Photo: Priyanka Parashar/Mint
Photo: Priyanka Parashar/Mint

Data localization: Deadline over, what’s next for firms?

With govt unwilling to extend the deadline, compliance is the only option, for now

New Delhi: The government and the Reserve Bank of India (RBI) have stuck to their stance of asking payment companies to store payments data locally. The deadline for payment companies to adhere to the RBI’s data localization norms was 15 October but major international payment companies such as Visa and Mastercard are said to have missed the deadline.

The RBI and government don’t favour granting any relaxation sought by these firms asking them to permit mirroring of data.

The norms set by the central bank aim to ensure that all data relating to payment systems operated by payment system providers is stored locally to ensure better monitoring. Mint takes a look at these norms, their impact on payment firms and the privacy aspects.

The RBI suggested that all payment system providers should store data locally to ensure better monitoring and access to data. “All system providers shall ensure that the entire data relating to payment systems operated by them are stored in a system only in India. This data should include the full end-to-end transaction details/information collected/carried/processed as part of the message/payment instruction," RBI said in its 6 April circular. It said for the overseas part of the transaction, the data may be stored in a foreign country. All system providers were given six months’ time from the date of issue of circular to comply with the norms and report compliance to the RBI by 15 October. Last month, RBI also told payment firms to submit fortnightly updates on the progress made on storing data in India.

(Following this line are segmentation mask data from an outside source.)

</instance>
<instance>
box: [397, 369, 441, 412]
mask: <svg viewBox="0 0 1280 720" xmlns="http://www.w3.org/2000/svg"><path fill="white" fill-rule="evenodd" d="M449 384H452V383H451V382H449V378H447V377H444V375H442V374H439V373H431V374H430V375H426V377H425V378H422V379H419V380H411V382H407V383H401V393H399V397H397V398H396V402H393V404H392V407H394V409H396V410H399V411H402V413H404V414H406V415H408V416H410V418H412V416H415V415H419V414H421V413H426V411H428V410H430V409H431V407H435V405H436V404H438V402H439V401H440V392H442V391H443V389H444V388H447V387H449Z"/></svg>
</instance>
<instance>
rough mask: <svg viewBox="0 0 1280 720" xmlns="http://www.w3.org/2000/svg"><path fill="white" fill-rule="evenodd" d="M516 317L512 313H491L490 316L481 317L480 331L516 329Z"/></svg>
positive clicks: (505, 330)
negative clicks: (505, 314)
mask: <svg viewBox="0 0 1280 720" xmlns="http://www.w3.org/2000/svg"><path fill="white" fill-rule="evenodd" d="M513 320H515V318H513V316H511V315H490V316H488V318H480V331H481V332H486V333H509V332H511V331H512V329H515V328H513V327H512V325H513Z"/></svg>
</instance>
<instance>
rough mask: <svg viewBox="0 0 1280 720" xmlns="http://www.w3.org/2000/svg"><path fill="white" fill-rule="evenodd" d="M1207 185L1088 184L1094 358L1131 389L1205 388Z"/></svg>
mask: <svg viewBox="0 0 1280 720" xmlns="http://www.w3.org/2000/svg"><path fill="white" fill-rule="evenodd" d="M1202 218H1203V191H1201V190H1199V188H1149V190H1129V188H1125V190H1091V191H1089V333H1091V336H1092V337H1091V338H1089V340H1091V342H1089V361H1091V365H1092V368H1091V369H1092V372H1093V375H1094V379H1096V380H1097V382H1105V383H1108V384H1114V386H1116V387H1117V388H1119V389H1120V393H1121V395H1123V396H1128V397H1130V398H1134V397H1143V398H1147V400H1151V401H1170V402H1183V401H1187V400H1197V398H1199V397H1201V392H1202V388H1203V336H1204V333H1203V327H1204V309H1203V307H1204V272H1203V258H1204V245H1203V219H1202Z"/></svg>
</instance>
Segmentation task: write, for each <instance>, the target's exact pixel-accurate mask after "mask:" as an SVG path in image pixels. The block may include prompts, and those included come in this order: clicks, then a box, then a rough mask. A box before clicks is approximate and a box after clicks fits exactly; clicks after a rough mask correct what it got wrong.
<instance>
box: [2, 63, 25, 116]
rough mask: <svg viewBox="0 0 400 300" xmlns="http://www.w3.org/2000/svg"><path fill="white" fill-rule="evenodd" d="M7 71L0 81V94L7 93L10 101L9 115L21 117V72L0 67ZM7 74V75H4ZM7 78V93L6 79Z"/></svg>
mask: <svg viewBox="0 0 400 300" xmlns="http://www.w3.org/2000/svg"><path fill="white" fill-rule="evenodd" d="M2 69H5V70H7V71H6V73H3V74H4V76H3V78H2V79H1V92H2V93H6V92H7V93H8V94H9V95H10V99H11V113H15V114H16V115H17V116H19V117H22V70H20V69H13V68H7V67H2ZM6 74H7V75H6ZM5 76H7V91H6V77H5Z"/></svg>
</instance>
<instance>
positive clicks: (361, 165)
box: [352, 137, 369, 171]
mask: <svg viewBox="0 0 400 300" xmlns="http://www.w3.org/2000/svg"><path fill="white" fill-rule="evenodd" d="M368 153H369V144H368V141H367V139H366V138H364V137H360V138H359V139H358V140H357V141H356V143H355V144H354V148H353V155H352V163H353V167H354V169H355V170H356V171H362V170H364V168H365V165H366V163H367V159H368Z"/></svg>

All payment companies, including global digital payment firms such as Visa, American Express, Facebook, PayPal, Mastercard and Google have been impacted by the regulations. Till now, more than 60 companies have complied with the RBI directive. However, some of the big global entities operating in India including Visa and Mastercard have missed the deadline, a Reuters report said. Most of these companies had sought an extension of the deadline and a relaxation of the rules, citing operational difficulties and security concerns.

Besides Visa, American Express, Facebook, PayPal, Mastercard, Google and WhatsApp were also mandated to store data locally for their payments-related businesses. WhatsApp was the first to officially comply with these norms. In September, a senior government official told Mint that Google has also agreed to store data locally but has sought an extension of deadline. Google is yet to confirm the development.


The draft Personal Data Protection Bill, 2018 also suggested that critical personal data, which the bill leaves to the centre to define, must be stored and processed only in India. The onus on storing and processing data in India might lead to a surveillance state with government and RBI having access to all personal information of people, said a privacy expert who did not wish to be named.

The deadline has lapsed and there are many firms still struggling to comply with the norms. “With the government and RBI not willing to extend the deadline, these companies have no other option but to comply with the norms," said an industry expert who did wish to be named. The most appropriate way to go about this would be to seek grace period to put appropriate infrastructure in place or submit an undertaking to RBI to comply with the norms within a specified date, added the person.